But when searching the internet, I found this great library: biopython - which has the ability to use the correlation distance metric on K-Means.

However, unlike scikit-learn, I cannot get the inertia / sum of squared errors, and therefore I cannot make a choice of the optimal number of K (clusters) using the 'Elbow Method' (there is only an option to get the "error" value which is the "within-cluster sum of distances" - not squared!): https://biopython.org/docs/1.75/api/Bio.Cluster.html

How can I do both: use correlation distance metric and get the SSE?

Solution

The sum of squared error is more easily implemented than the correlation distance metric, so I would advise you to use biopython together with the following helper function.

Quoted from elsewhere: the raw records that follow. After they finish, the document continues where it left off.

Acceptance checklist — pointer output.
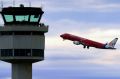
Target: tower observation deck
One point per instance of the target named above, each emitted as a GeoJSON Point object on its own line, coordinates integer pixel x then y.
{"type": "Point", "coordinates": [22, 39]}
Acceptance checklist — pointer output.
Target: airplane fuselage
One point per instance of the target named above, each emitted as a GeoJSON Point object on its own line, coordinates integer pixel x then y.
{"type": "Point", "coordinates": [85, 42]}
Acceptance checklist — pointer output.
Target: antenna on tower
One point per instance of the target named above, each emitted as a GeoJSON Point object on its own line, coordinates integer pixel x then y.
{"type": "Point", "coordinates": [1, 4]}
{"type": "Point", "coordinates": [29, 3]}
{"type": "Point", "coordinates": [42, 4]}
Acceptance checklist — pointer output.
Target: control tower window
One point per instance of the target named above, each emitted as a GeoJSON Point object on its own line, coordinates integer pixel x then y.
{"type": "Point", "coordinates": [34, 18]}
{"type": "Point", "coordinates": [8, 18]}
{"type": "Point", "coordinates": [21, 18]}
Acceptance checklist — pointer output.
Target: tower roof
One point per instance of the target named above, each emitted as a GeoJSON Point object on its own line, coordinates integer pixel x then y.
{"type": "Point", "coordinates": [21, 15]}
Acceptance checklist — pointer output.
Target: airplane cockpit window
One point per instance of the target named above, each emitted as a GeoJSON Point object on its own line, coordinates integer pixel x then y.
{"type": "Point", "coordinates": [8, 18]}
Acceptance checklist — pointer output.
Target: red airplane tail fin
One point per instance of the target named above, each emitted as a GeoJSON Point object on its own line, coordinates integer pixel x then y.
{"type": "Point", "coordinates": [113, 42]}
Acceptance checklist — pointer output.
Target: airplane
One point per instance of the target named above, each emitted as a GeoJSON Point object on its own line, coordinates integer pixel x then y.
{"type": "Point", "coordinates": [88, 43]}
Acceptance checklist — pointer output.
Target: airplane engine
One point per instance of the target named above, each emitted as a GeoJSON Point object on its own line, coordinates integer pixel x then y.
{"type": "Point", "coordinates": [76, 42]}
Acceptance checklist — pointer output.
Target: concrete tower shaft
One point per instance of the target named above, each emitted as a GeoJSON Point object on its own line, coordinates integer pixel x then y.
{"type": "Point", "coordinates": [22, 39]}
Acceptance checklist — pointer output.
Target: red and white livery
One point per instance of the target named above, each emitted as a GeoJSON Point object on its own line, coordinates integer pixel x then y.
{"type": "Point", "coordinates": [88, 43]}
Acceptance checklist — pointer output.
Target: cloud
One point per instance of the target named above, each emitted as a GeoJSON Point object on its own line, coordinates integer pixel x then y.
{"type": "Point", "coordinates": [81, 5]}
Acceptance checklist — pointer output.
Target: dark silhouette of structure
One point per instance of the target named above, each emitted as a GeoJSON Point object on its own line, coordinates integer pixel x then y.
{"type": "Point", "coordinates": [22, 39]}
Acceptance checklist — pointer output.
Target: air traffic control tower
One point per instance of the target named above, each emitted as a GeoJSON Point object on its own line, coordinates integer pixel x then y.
{"type": "Point", "coordinates": [22, 39]}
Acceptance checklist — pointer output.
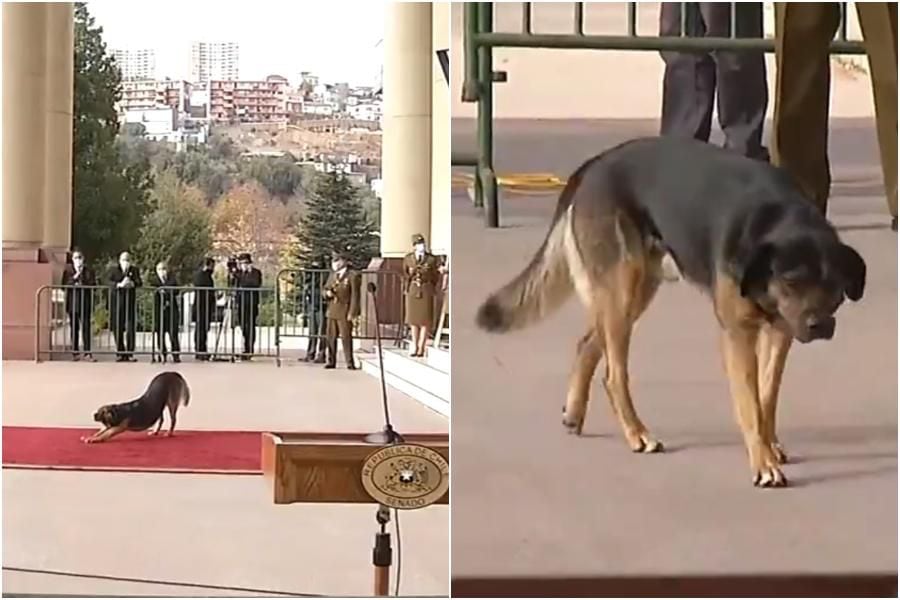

It should compute the sum of squared errors for you from the data (assumed to be a numpy array) and biopython's clusterid output.

def SSE(data, clusterid):
    """
    Computes the sum of squared error of the data classification.
    
    Arguments:
        data: nrows x ncolumns array containing the data values.
        clusterid: array containing the number of the cluster to which each item was assigned by biopython.
    """
    
    number_of_classes = int(clusterid.max()) + 1 #Python convention: first index is 0
    
    sse = 0.0
    for i in range(number_of_classes):
        cluster = data[clusterid==i]
        sse += cluster.std(ddof=len(cluster)-1)**2
    return sse